The Oakland Raiders were once looked at as the destination for NFL rejects looking to cash in on one final paycheck before ending their career, but that's no longer the case.
Raiders general manager Reggie McKenzie and the Raiders front office have been able to bring in solid free agents as of late, especially this season when he signed linebacker Bruce Irvin, cornerback Sean Smith, safety Reggie Nelson and offensive lineman Kelechi Osemele. McKenzie has done a phenomenal job in changing the culture in Oakland, but it wasn't just him and head coach Jack Del Rio.
“It was something that I dreamed of when I was a rookie," quarterback Derek Carr says about being drafted by the Raiders. "When I was first brought in, they told me, ‘You’ll play probably two years from now, a year and a half, two years from now. We just want you to come in… We really drafted you because we think you’re a great player, but more importantly, we want you to change the culture. We want you to be yourself, be the leader, hard worker you are. Show them what it takes.’"
Carr, who grew up a Raiders fan in Bakersfield, Calif., took that to heart and took it as a challenge to make the Raiders a more desirable place to play by leading by example. But he didn't do it by himself as he asked the rest of this 2014 draft class to be a part of the change. That class includes linebacker Khalil Mack, OL Gabe Jackson, DT Justin "Jelly" Ellis, CB Keith McGill, CB TJ Carrie and DE Shelby Harries.
"I said, ‘OK.’ I thought to myself, I said, ‘I want this to be a place where people want to come, want to work like we work, want to play the way that we play,'" Carr said on Monday. "I just had it in my mind and I said, ‘If I want people to do that, I can’t do it for everybody, but I can do it for myself.’ A group of us got together, our rookie class, and said, ‘Hey, we’re going to set the standard of how we practice, how we lift, how we take care of our bodies, how we study film.’

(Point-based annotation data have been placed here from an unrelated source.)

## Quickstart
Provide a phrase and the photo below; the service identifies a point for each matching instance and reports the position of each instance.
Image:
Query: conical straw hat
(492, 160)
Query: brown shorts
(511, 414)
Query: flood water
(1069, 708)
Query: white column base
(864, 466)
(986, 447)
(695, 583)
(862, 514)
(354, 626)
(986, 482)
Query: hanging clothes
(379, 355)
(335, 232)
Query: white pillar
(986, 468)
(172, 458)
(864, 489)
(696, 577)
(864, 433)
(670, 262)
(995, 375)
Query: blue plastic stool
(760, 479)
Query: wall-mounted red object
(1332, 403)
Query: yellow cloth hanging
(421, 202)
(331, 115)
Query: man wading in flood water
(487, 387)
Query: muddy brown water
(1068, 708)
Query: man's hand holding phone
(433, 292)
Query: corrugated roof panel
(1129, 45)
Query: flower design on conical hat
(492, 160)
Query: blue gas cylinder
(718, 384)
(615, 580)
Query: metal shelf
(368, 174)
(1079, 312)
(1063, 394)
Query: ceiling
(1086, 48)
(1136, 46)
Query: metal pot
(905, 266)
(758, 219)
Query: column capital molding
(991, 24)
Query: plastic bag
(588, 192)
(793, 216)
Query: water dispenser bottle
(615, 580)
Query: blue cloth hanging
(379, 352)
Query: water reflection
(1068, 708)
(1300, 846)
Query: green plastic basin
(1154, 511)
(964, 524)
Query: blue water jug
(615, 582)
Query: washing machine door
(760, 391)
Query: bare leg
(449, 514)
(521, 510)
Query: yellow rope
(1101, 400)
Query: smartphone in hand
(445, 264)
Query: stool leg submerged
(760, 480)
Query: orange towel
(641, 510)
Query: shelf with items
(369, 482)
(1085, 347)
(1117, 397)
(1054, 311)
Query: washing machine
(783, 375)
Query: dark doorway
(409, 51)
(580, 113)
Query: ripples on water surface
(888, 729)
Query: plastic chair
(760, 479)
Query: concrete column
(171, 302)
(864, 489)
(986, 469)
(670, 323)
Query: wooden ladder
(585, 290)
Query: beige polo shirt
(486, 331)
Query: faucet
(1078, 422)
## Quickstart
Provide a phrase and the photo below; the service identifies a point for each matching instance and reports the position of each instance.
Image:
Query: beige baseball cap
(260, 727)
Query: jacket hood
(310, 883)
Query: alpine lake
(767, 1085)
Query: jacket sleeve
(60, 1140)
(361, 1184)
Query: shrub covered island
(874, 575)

The young quarterback has seen his hard work validated, noticing the difference in the building.
Not only has he seen a difference inside the facilities, but he has also noticed that it has had an affect in free agency around the NFL -- the Raiders are no long looked at as a place players don't want to go.
"Guys see, ‘Yeah man, they’re a few pieces away, I want to go be a part of that,'" Carr said. "We have a really young, talented team that guys just want to be a part of. It’s really cool to be here and see that. It’s not like we have to beg people to come play here or guys don’t have anywhere else to go. We have some of the top free agents that picked us over some teams that have won Super Bowls in recent pasts. It’s pretty cool to be here.”
Mack, a part of that draft class, sees the same thing. He knows that the guys are enjoying themselves, but when it comes down to it, they're all ready to contribute and work hard in righting the Raiders ship that has been kept out of the playoffs since 2002.
“Oh yeah, man. It’s holding strong. It’s holding strong," Mack said. "You see it in the guys’ eyes when you walk around the building. We all talk and joke, but at the same time, we know that deep down we’re putting in that work. We’re going to keep continuously trying to put forth those wins on a consistent basis.”